Although the ranch is a true working farm and an absolute labor of love for this incredible family, their one son, Ulysses is the man behind the vineyards. This quote from one of the many winemakers sourcing fruit sums it up. “Ulysses van der Kamp farms this land like no other viticulturist. He prunes, pulls leaves and manages each vine with a devotion seldom seen in any vocation of any kind. His hands touch each vine many times over the course of the growing season. His partnership with the land inspires winemakers to give their very best effort to the grapes grown on Sonoma Mountain. He is an indelible part of what the French call terroir as you cannot separate the man from the mountain”.
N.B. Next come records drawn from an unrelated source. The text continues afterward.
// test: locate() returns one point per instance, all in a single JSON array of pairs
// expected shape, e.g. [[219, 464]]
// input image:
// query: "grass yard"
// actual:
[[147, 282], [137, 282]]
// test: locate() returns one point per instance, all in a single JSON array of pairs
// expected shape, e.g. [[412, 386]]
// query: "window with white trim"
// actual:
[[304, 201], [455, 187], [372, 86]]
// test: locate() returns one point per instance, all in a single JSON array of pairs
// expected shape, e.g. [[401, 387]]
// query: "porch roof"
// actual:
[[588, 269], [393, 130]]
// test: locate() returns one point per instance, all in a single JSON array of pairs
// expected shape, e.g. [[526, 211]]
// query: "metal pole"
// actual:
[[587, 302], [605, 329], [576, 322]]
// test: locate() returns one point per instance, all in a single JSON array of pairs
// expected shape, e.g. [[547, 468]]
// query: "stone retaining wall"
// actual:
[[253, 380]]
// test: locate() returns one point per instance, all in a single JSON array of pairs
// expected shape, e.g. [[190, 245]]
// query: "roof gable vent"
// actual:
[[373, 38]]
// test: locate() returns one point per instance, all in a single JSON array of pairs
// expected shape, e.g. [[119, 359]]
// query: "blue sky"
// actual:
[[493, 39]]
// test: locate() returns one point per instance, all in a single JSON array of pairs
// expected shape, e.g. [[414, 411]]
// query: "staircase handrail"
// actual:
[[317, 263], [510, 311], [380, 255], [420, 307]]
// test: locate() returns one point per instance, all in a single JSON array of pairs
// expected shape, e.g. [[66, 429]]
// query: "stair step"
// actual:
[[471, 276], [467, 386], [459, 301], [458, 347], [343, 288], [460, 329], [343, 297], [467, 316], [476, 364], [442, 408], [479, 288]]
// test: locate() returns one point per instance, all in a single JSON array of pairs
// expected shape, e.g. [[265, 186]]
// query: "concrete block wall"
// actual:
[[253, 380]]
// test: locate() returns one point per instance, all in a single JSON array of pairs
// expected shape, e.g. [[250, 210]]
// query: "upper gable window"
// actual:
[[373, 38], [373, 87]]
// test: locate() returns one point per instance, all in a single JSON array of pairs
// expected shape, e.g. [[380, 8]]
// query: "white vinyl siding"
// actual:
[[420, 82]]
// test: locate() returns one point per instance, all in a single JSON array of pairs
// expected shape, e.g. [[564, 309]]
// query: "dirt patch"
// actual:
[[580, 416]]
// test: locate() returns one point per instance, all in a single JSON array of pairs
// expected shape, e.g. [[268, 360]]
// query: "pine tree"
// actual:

On the night of 9/11 (much earlier this year), Ulysses and his crew hand picked our two blocks of Pinot Noir clones, 828 and 777. The next day, still nice and cool, we hauled them to the winery where we gently dumped each bin on the sorting table. Not much work to do there since the fruit was so clean, so the grapes quickly found their way into two separate open top bins. They rested here quietly on cold soak for 5 days until the yeasts decided to wake up and start eating those sugars. Always a blessing since we prefer our fermentations to occur from the yeasts naturally present on the vines, not from a package. 2 to 3 times a day we did our manual hand punch downs until the wine reached dryness. After alcoholic was complete, we drained the free run into 45% new oak barrels and pressed off the cap.